About Lava¶

Lava was developed at Origin Energy as part of the Jindabyne initiative. While not part of our core IP, it proved valuable internally, and we're sharing it in the hope it's useful to others.

Kudos to Origin for fostering a culture that empowers its people to build complex technology solutions in-house.

Lava is an AWS based distributed scheduler and job runner. It is scalable, robust and built using native AWS components, wherever possible.

Lava has been used extensively in a large, business critical data warehouse / data lake environment to run tens of thousands of jobs a day on a 24x7 basis, with jobs lasting anywhere between a few seconds and 12 hours.

Typical jobs perform tasks such as:

AWS environment command and control
Data ETL jobs, large and small
Inter-company data exchanges.

Lava was built as a result of terminal frustration with some commercial and open source options. Too often, these proved to be hard to install, maintain or use in a complex multi-user, multi-environment context.

Features¶

Lava features include:

Provision of an integrated orchestration and execution environment that is readily scalable from a desktop installation to a large auto scaling fleet.
Jobs can be scheduled, triggered by AWS and external events, or initiated by other jobs.
Ability to connect to a variety of database types, including Postgres, MySQL, Oracle, Microsoft SQL Server and Redshift.
Enhanced support for some AWS RDS and RDS Aurora databases.
Built-in connectors to a handful of useful services, including databases, file shares, Microsoft SharePoint, email servers and Slack.
Ability to run SQL jobs as well as executable payloads, including docker based payloads and native code bundles.
Secure management of connection credentials to avoid the need to embed them into job payloads.

Design Principles¶

Lava is based on the following principles:

Most people want to do simple tasks so make doing these as simply as scalability and robustness requirements allow.
It should be quick and simple to deploy.
AWS native components should be used wherever possible, instead of installing specialised software components.
Existing, tried and tested standard Linux operating system components should be used wherever possible.
Simple, robust, transparent operation.
Scalable and reliable.
Simple, visible configuration.
Jobs are trusted within their operating environment.

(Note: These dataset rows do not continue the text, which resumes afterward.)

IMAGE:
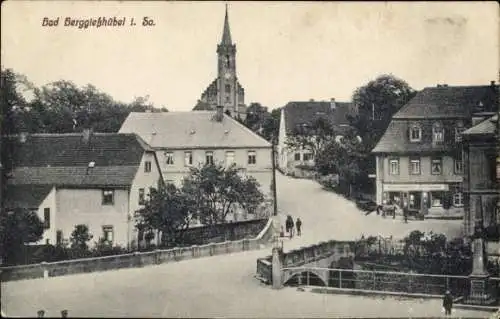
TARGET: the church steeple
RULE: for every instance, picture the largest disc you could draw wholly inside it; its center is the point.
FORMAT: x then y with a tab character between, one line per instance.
226	33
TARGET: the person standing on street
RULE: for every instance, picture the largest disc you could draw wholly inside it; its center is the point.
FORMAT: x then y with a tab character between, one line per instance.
447	303
298	225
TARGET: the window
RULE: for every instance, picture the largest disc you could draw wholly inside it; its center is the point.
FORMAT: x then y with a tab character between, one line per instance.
141	196
437	199
229	158
414	166
458	166
436	166
108	233
188	158
169	158
394	167
437	133
108	196
209	158
252	157
415	133
458	199
58	237
46	218
458	131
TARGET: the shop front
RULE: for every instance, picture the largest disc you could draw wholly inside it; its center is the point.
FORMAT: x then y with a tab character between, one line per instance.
426	199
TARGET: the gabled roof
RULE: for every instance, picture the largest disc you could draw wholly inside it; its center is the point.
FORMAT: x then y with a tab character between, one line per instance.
26	196
450	102
63	159
190	130
299	113
486	127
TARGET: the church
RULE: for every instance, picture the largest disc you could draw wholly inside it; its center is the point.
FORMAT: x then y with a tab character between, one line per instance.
225	90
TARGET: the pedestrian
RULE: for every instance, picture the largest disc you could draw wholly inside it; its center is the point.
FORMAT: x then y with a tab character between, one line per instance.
298	225
447	303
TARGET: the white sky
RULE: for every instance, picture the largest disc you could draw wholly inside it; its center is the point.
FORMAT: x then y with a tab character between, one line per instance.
285	50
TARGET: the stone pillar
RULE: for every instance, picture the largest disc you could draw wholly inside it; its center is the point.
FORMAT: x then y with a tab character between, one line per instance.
277	265
479	278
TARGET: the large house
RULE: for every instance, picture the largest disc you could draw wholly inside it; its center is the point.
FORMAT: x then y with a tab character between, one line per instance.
95	179
419	157
185	139
225	90
298	115
482	179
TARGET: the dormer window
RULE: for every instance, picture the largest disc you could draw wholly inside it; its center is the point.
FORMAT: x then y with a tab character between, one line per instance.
438	133
458	131
415	133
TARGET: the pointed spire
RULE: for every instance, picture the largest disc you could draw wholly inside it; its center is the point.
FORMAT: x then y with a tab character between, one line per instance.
226	34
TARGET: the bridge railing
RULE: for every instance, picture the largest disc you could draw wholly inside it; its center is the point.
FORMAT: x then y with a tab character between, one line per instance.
384	281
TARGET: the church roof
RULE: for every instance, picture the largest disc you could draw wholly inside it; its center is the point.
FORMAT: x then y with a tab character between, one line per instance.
191	130
226	33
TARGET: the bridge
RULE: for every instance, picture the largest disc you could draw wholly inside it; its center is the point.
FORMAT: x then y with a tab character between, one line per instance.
312	261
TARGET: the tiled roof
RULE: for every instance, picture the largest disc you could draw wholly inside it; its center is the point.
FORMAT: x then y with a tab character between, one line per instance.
63	159
105	149
26	196
396	139
488	126
190	130
77	176
299	113
450	101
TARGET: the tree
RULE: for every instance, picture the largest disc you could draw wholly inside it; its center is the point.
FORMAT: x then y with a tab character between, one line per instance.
17	228
313	138
377	102
218	190
80	237
167	210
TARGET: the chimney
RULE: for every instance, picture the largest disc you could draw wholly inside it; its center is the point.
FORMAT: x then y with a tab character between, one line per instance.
219	114
23	136
87	133
333	105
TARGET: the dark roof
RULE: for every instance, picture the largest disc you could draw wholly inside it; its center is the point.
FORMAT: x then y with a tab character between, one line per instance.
69	150
26	196
486	127
396	139
450	102
63	159
299	113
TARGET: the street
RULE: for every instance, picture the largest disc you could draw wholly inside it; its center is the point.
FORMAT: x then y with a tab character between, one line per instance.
223	286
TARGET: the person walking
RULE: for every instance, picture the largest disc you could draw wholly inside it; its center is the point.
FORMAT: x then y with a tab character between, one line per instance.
447	303
298	225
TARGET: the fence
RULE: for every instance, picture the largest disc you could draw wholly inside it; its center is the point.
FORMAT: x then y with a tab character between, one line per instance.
136	259
385	281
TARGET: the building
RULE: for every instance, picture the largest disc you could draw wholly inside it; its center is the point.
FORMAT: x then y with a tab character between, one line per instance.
297	115
481	179
225	90
182	140
96	179
419	157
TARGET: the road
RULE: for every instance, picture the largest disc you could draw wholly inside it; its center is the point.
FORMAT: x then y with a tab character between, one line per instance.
223	286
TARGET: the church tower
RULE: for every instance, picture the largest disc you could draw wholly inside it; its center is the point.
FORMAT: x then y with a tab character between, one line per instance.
225	90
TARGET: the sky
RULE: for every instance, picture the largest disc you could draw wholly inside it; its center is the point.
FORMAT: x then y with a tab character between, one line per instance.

These principles led to the following design decisions:

All configuration information is stored in AWS DynamoDB.
Job payloads are stored in AWS S3 or AWS ECR and job outputs are stored in S3.
Execution workers are completely stateless and powered by a single Python based code bundle that can be installed on a standard Linux instance at boot time or run in a docker container.
Linux cron is used for dispatching scheduled jobs.
Event driven jobs can be dispatched by AWS facilities such as S3 bucket event notifications and Amazon EventBridge.
AWS SQS is used to dispatch jobs to workers.
Logging uses AWS CloudWatch (logs and metrics), DynamoDB and S3.
AWS IAM and KMS are used to manage much of the security.
AWS SSM Parameter Store and/or AWS Secrets Manager are used to store job specific parameters. Encrypted parameters store sensitive ones.
Deployment of a lava environment and worker instances is done using supplied CloudFormation templates.
AWS ECR is supported for docker related aspects of lava.
Lava worker nodes can use AWS EC2 auto scaling groups for robustness. The supplied CloudFormation templates will set these up.
Jobs can use SQS, SES and SNS (among other things) to send messages to external components.
AWS Lambda is used for some support functions.

Authors¶

Murray Andrews, Chris Donoghue and Alex Boul.